Unfortunately, for many Irish organisations, security is still not equal to paying your electric bill. It is a nuisance, a distraction, a resource drain, and it is expensive. However, when that worm hits, when that hacker attacks, then blame is quick to be assigned. What most organisations do not yet understand is that improving security is not all about buying the latest and greatest products. It is about changing the corporate culture to make security a realistic priority, and to understand that the upfront investment in security resources and processes will be far less costly than the reactionary efforts after an attack.

We truly have started to reach the climax of a time when information is power. Technology pioneers have always sought the holy grail of information at your fingertips. Our lives and businesses are constantly becoming more digital, and that only makes it easier for criminals to further capitalise on the insecurities within software and systems. As things progress the effects of a successful technology hack will grow exponentially more severe. With this exponential increase in the criticality of threats there has never been a time that requires innovation and proactive security solutions more than now. But more importantly, we need to encourage and develop a culture of awareness, where an understanding of the security threats through education and learning will keep our much-valued information firmly in the right hands.

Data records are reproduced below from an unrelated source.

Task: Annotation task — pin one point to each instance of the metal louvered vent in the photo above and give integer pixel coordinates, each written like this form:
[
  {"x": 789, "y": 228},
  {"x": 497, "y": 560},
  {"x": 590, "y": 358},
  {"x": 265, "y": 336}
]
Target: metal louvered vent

The Irish Honeynet, set up by Espion, Deloitte, and Data Electronics, operational since April 2002, is designed to mimic the Internet infrastructures commonly used by organisations, but it is ‘wired’ with detection sensors that capture all activity to and from the system. The Honeynet is not advertised in any way so any traffic to it from the Internet is suspicious by nature, as it arises from hackers and crackers who are deliberately attempting to identify and attack systems that are vulnerable.